Both sides need to come to the table with concrete commitments, say health advocates like the OHC.
A new Health Accord “must include an improved commitment for federal dollars," plus provincial commitments to use all federal health-care funding to improve “access and quality in public health-care services and not shift them into general revenues while cutting and privatizing services," says Natalie Mehra, OHC’s executive director.
Private clinics are violating the Canada Health Act by “charging patients hundreds or even thousands of dollars for diagnostics and surgeries,” notes the OHC. “This drives up costs, takes money and resources out of local public hospitals, and means faster care for the rich and slower care for everyone else.”

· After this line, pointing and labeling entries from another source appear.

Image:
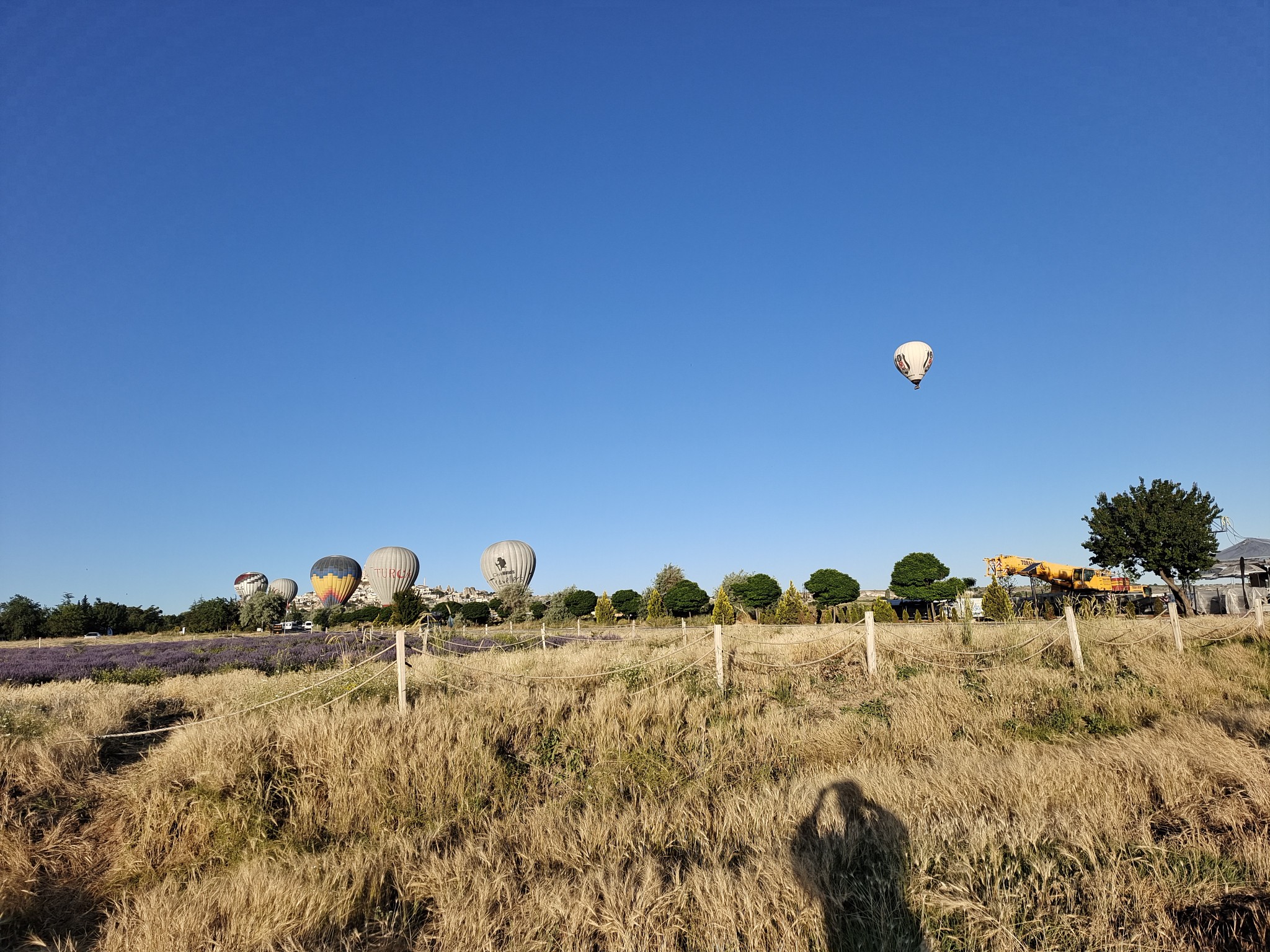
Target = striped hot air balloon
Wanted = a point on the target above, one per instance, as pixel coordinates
(390, 570)
(335, 579)
(249, 583)
(506, 563)
(287, 588)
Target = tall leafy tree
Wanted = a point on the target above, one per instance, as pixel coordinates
(922, 575)
(686, 598)
(668, 578)
(22, 617)
(580, 602)
(628, 602)
(758, 591)
(1160, 528)
(830, 587)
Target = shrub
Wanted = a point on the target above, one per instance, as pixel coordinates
(605, 612)
(686, 598)
(580, 602)
(475, 612)
(723, 611)
(830, 587)
(628, 602)
(996, 603)
(791, 609)
(408, 607)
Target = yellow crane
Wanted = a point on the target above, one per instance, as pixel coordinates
(1068, 578)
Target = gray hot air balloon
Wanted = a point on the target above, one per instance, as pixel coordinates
(506, 563)
(249, 583)
(390, 570)
(287, 588)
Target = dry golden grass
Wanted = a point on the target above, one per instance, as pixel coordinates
(1023, 805)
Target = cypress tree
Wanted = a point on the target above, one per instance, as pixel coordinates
(606, 616)
(723, 612)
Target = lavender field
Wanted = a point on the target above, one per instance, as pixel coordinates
(148, 662)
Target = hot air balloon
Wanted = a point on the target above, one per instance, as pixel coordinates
(506, 563)
(913, 359)
(287, 588)
(335, 579)
(390, 570)
(249, 583)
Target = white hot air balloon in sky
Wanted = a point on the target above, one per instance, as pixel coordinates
(913, 359)
(390, 570)
(249, 583)
(506, 563)
(287, 588)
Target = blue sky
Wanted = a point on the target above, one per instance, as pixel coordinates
(621, 281)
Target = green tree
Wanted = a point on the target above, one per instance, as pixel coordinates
(69, 619)
(923, 576)
(22, 617)
(997, 604)
(723, 611)
(605, 612)
(475, 612)
(758, 591)
(211, 615)
(408, 607)
(654, 609)
(260, 611)
(516, 598)
(883, 611)
(791, 609)
(685, 598)
(580, 602)
(1160, 528)
(830, 587)
(628, 602)
(668, 578)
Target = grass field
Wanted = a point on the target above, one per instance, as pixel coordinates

The Trudeau government is sticking with funding-formula reductions proposed by previous Prime Minister Stephen Harper, and limiting funding increases to increases in the gross domestic product, says the OHC. That leaves the health-care burden of population aging on the shoulders of the provinces, according to the federal Parliamentary Budget Office.

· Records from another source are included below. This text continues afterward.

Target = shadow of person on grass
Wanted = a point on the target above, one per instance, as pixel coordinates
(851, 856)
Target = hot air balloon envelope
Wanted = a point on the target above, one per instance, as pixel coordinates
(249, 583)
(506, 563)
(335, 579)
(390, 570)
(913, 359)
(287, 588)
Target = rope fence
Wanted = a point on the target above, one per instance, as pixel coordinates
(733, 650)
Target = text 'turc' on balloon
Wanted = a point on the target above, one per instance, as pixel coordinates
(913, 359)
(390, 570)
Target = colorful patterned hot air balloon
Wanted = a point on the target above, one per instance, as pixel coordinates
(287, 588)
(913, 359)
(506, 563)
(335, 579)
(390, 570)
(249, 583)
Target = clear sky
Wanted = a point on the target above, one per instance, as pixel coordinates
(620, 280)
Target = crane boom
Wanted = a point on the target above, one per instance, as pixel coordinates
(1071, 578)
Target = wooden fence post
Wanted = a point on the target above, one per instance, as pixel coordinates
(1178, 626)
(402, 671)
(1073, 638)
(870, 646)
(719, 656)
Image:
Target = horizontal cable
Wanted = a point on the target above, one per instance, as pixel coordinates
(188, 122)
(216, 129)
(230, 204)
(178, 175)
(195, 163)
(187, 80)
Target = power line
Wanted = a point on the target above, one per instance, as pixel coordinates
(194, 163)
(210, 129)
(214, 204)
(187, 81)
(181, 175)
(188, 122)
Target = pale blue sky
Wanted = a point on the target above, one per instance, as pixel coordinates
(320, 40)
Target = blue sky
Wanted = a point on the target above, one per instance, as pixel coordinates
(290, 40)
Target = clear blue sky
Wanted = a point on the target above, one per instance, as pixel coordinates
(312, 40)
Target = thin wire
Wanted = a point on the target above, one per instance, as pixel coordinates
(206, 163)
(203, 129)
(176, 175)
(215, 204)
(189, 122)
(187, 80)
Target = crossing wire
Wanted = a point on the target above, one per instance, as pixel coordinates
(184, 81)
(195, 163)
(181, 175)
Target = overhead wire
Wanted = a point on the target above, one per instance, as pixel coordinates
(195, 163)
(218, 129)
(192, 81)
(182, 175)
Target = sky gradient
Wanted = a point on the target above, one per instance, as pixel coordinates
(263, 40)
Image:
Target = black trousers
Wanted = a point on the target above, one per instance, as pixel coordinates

Both sides, it adds, need to make concrete commitments to improve access across the continuum of care, including reducing wait times in public hospitals (see Ross hospital bump just shy of a mill), as well as improved access to primary health teams and to public home-care and continuing care.
And both sides should re-establish the federal-provincial-territorial working groups on pharmacare and home/continuing care that were abandoned by the Harper government, with the goal of establishing a national public drug program and a plan to meet the health needs of aging Canadians.